Solve for r e=v+ir

Solution:

Step 1:

Reformulate the equation to $v + ir = e$.

Step 2:

Isolate $ir$ by subtracting $v$ from both sides, yielding $ir = e - v$.

Step 3:

To solve for $r$, divide the equation $ir = e - v$ by $i$.

Step 3.1:

Apply division to each term: $\frac{ir}{i} = \frac{e}{i} - \frac{v}{i}$.

Step 3.2:

Simplify the equation starting with the left side.

Step 3.2.1:

Eliminate the common $i$ factor.

Step 3.2.1.1:

Remove the $i$ terms: $\frac{\cancel{i} r}{\cancel{i}} = \frac{e}{i} - \frac{v}{i}$.

Step 3.2.1.2:

Simplify to get $r = \frac{e}{i} - \frac{v}{i}$.

Step 3.3:

Now, simplify the right side of the equation.

Step 3.3.1:

Handle each term individually.

Step 3.3.1.1:

Multiply $\frac{e}{i}$ by the complex conjugate of $i$: $r = \frac{e}{i} \cdot \frac{i}{i} - \frac{v}{i}$.

Step 3.3.1.2:

Carry out the multiplication.

Step 3.3.1.2.1:

Combine terms: $r = \frac{ei}{ii} - \frac{v}{i}$.

Step 3.3.1.2.2:

Simplify the denominator.

Step 3.3.1.2.2.1:

Apply exponent rules: $r = \frac{ei}{i^1i} - \frac{v}{i}$.

Step 3.3.1.2.2.2:

Repeat the exponent rule: $r = \frac{ei}{i^1i^1} - \frac{v}{i}$.

Step 3.3.1.2.2.3:

Combine exponents using $a^{m}a^{n} = a^{m+n}$: $r = \frac{ei}{i^{1+1}} - \frac{v}{i}$.

Step 3.3.1.2.2.4:

Add the exponents: $r = \frac{ei}{i^2} - \frac{v}{i}$.

Step 3.3.1.2.2.5:

Replace $i^2$ with $-1$: $r = \frac{ei}{-1} - \frac{v}{i}$.

Step 3.3.1.3:

Move the negative from the denominator: $r = -ei - \frac{v}{i}$.

Step 3.3.1.4:

Rewrite $-ei$ as $-ei$: $r = -ei - \frac{v}{i}$.

Step 3.3.1.5:

Multiply $\frac{-v}{i}$ by the complex conjugate of $i$: $r = -ei - \frac{v}{i} \cdot \frac{i}{i}$.

Step 3.3.1.6:

Perform the multiplication.

Step 3.3.1.6.1:

Combine terms: $r = -ei - \frac{vi}{ii}$.

Step 3.3.1.6.2:

Simplify the denominator.

Step 3.3.1.6.2.1:

Apply exponent rules: $r = -ei - \frac{vi}{i^1i}$.

Step 3.3.1.6.2.2:

Repeat the exponent rule: $r = -ei - \frac{vi}{i^1i^1}$.

Step 3.3.1.6.2.3:

Combine exponents using $a^{m}a^{n} = a^{m+n}$: $r = -ei - \frac{vi}{i^{1+1}}$.

Step 3.3.1.6.2.4:

Add the exponents: $r = -ei - \frac{vi}{i^2}$.

Step 3.3.1.6.2.5:

Replace $i^2$ with $-1$: $r = -ei - \frac{vi}{-1}$.

Step 3.3.1.7:

Recognize that dividing two negatives yields a positive: $r = -ei + \frac{vi}{1}$.

Step 3.3.1.8:

Simplify the division by $1$: $r = -ei + vi$.

Knowledge Notes:

This problem involves solving a linear equation with complex numbers.
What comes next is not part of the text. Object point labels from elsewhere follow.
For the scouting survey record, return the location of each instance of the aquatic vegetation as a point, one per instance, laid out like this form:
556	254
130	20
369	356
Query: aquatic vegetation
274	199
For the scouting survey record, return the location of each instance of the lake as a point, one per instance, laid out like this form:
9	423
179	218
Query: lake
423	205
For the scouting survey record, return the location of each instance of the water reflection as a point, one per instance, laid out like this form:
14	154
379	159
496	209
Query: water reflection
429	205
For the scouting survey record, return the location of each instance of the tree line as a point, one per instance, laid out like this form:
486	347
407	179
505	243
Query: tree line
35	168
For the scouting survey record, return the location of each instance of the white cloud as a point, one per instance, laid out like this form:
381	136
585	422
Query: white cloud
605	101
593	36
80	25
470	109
The key knowledge points include:

1. Linear Equations: Equations where the highest power of the variable is one.

2. Complex Numbers: Numbers of the form $a + bi$, where $a$ and $b$ are real numbers, and $i$ is the imaginary unit with the property that $i^2 = -1$.
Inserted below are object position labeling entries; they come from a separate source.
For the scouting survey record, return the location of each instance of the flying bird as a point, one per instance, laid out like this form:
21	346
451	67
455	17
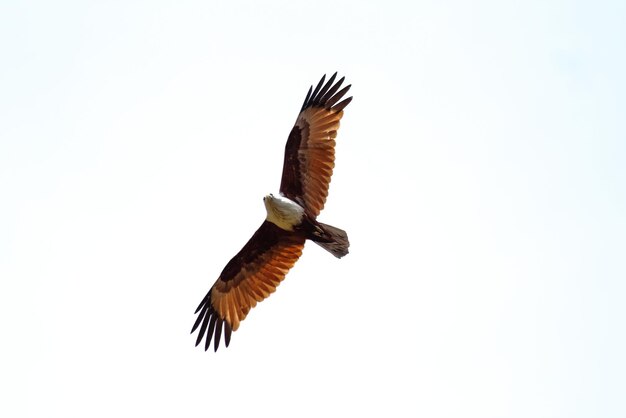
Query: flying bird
259	267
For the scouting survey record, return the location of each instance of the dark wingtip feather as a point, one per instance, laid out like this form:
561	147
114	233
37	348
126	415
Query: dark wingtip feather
210	325
325	93
317	100
317	89
342	105
306	99
210	334
227	331
218	333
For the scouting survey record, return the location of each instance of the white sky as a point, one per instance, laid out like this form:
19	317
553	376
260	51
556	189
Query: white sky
480	175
3. Isolating Variables: The process of manipulating an equation to express one variable in terms of others.

4. Complex Conjugates: For a complex number $a + bi$, its complex conjugate is $a - bi$. Multiplying a complex number by its conjugate results in a real number.

5. Exponent Rules: Specifically, the power rule $a^m a^n = a^{m+n}$, which is used to combine like bases with exponents.

6. Simplifying Expressions: This involves reducing expressions to their simplest form by performing arithmetic operations and combining like terms.

In this problem, we used these concepts to isolate $r$ and then simplify the expression by multiplying by the complex conjugate to remove the imaginary unit from the denominator.